Member of the Connecticut Senate from the 5th district
- In office 1983–1987
- Preceded by: Clifton A. Leonhardt
- Succeeded by: Kevin Sullivan

Mayor of West Hartford, Connecticut
- In office 1975–1981
- Preceded by: Catherine Reynolds
- Succeeded by: Charles Matties

Personal details
- Born: Anne Paul July 21, 1926 Philadelphia, Pennsylvania, U.S
- Died: May 22, 2023 (aged 96) Southington, Connecticut, U.S
- Party: Republican
- Spouse: Ronald M. Streeter ​ ​(m. 1949; died 2004)​
- Children: 5
- Education: Smith College (B.A.)

= Anne Streeter =

American politician (1926–2023)

Anne Streeter ( Paul; July 21, 1926 – May 22, 2023) was an American politician from Connecticut.

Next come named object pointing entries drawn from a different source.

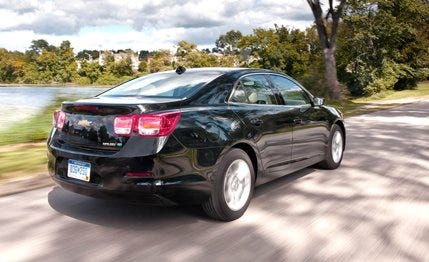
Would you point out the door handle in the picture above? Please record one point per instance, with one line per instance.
(297, 121)
(256, 121)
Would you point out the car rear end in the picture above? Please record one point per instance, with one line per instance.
(124, 146)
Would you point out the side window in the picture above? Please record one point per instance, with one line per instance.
(253, 89)
(291, 93)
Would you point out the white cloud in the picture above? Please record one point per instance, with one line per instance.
(150, 25)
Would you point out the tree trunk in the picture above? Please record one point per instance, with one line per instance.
(331, 73)
(328, 41)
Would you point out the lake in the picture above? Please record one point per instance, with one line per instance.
(20, 102)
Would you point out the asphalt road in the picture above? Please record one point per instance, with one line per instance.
(375, 207)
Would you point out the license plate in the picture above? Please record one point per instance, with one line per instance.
(79, 170)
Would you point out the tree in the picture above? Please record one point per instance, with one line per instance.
(90, 70)
(227, 43)
(67, 63)
(160, 60)
(383, 45)
(327, 29)
(279, 49)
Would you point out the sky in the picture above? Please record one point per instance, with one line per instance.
(140, 24)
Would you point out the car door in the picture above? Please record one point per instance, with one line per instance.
(254, 101)
(310, 126)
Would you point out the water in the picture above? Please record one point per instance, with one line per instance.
(20, 102)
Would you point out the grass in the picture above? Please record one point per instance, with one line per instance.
(378, 102)
(421, 91)
(21, 156)
(22, 160)
(34, 129)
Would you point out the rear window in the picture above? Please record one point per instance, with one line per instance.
(165, 84)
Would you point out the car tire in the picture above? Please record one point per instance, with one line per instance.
(233, 186)
(335, 149)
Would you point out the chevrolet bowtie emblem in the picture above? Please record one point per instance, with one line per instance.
(84, 123)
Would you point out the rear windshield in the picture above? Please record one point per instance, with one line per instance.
(165, 84)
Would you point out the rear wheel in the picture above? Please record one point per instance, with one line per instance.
(335, 149)
(233, 187)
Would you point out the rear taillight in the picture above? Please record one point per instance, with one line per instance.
(59, 119)
(149, 125)
(123, 125)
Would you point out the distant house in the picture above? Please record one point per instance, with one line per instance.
(119, 55)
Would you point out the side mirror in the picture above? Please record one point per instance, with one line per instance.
(318, 101)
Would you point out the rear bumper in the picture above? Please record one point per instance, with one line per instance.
(174, 181)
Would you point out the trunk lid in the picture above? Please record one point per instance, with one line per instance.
(89, 123)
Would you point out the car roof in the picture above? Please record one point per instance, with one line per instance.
(224, 70)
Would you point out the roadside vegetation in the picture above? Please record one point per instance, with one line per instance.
(23, 152)
(382, 53)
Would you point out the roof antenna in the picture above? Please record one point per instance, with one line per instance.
(180, 70)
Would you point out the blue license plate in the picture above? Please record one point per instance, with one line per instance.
(79, 170)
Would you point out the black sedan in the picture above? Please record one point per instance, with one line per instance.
(199, 136)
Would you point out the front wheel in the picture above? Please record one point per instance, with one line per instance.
(233, 187)
(334, 153)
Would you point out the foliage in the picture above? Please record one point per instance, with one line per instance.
(160, 60)
(227, 43)
(189, 56)
(384, 45)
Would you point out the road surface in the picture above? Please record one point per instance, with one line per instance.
(375, 207)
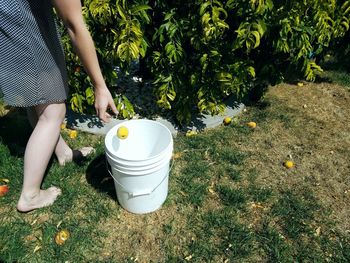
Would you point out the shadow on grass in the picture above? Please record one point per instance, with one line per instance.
(15, 131)
(98, 177)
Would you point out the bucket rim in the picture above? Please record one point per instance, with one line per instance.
(112, 131)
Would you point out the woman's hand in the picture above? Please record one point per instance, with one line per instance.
(103, 102)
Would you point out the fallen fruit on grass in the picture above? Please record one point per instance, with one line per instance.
(61, 237)
(227, 121)
(73, 134)
(122, 132)
(4, 189)
(251, 124)
(288, 164)
(190, 133)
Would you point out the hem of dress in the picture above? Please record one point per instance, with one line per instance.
(35, 104)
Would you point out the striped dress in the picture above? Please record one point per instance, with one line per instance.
(32, 66)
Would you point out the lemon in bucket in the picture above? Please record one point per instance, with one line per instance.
(122, 132)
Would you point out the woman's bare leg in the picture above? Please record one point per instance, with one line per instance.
(39, 149)
(63, 152)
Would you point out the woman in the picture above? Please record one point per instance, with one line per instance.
(33, 75)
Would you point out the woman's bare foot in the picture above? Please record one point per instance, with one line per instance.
(44, 198)
(75, 155)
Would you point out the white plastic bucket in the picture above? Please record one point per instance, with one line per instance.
(139, 164)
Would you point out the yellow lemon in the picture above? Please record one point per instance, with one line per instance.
(252, 124)
(191, 133)
(61, 237)
(122, 132)
(288, 164)
(73, 134)
(227, 120)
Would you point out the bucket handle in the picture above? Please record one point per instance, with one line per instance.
(141, 193)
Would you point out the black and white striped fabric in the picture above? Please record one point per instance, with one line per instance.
(32, 66)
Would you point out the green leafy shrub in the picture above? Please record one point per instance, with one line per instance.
(197, 53)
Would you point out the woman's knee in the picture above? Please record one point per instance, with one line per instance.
(51, 112)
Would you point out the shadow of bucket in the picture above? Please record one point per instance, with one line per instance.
(139, 164)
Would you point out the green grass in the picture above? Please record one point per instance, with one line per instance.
(227, 202)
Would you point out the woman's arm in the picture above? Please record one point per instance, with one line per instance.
(70, 11)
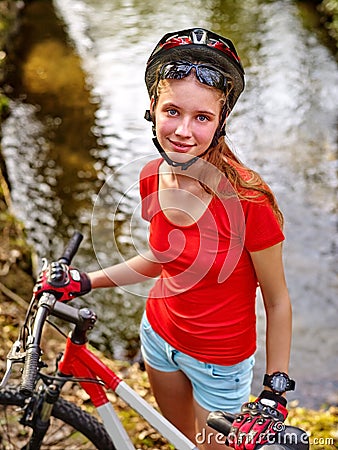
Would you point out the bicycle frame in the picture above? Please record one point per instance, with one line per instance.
(80, 362)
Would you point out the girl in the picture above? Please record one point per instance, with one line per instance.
(215, 235)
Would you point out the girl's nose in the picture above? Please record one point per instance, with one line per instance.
(183, 128)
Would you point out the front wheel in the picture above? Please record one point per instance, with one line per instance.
(71, 428)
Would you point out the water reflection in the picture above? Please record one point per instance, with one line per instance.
(284, 126)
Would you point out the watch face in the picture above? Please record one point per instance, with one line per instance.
(279, 383)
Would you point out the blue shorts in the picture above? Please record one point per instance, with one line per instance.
(215, 387)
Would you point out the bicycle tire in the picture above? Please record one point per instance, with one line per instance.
(67, 421)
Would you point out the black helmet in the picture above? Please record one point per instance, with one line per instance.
(203, 46)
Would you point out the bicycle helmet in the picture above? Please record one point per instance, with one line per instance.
(203, 46)
(196, 46)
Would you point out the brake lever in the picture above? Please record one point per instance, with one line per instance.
(14, 356)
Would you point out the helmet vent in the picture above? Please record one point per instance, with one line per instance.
(199, 36)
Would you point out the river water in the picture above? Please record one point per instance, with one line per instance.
(76, 140)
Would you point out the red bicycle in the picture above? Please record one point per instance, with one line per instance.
(35, 416)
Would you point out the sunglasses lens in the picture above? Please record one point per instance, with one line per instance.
(211, 77)
(205, 74)
(176, 71)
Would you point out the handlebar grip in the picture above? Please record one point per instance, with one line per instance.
(71, 248)
(30, 370)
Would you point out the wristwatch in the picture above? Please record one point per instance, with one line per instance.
(279, 382)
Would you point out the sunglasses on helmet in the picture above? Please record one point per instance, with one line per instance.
(205, 73)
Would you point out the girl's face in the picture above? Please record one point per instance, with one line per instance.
(187, 114)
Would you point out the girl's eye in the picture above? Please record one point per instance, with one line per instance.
(202, 118)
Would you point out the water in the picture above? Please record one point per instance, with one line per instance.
(74, 153)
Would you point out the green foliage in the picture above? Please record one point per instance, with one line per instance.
(330, 10)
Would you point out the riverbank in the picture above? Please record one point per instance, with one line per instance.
(17, 264)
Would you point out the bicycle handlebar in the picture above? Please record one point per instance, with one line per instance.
(291, 438)
(45, 306)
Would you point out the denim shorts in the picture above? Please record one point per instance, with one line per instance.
(215, 387)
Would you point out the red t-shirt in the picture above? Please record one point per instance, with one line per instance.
(203, 303)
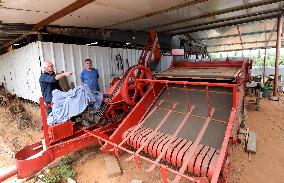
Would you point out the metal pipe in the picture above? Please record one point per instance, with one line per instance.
(8, 172)
(264, 65)
(277, 61)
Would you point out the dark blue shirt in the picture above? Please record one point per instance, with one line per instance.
(48, 83)
(91, 79)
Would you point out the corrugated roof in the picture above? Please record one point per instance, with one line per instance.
(246, 23)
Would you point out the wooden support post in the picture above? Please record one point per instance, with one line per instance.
(277, 61)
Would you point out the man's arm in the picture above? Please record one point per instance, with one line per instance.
(82, 77)
(50, 79)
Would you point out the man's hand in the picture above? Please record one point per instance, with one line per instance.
(67, 74)
(59, 76)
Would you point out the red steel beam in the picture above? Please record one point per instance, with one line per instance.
(187, 83)
(223, 151)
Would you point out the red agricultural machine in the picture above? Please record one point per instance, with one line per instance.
(183, 120)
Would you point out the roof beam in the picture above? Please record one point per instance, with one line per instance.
(220, 12)
(236, 35)
(251, 48)
(224, 20)
(109, 35)
(61, 13)
(190, 3)
(230, 23)
(249, 42)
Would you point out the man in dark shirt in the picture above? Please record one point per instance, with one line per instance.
(90, 76)
(49, 82)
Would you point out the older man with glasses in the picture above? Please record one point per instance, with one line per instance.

From 1975 to 1981, she served as mayor of West Hartford, Connecticut, and from 1983 to 1987, she served in the Connecticut State Senate, where she represented the 5th district as a Republican.

==Personal life and education==
Streeter was born Anne Paul on July 21, 1926, in Philadelphia, Pennsylvania. She graduated from Smith College in 1948 with a bachelor's degree in history and government. In 1949, she married Ronald M. Streeter, and together they had five children. The two were married until Ronald died in 2004.

Streeter died on May 22, 2023, in Southington, Connecticut. She was 96.

==Political career==
From 1973 to 1975, Streeter served on the town council of West Hartford, Connecticut.

In 1975, Streeter was elected mayor of West Hartford. She was the second woman to hold the position, having directly succeeded the first, Catherine Reynolds. Streeter left office in 1981 and was succeeded by Charles Matties.

Streeter was first elected to the Connecticut State Senate in 1982, and she served for two terms representing the 5th district as a Republican. She did not run for reelection in 1986 and was succeeded by Democratic candidate Kevin Sullivan, a fellow former mayor of West Hartford.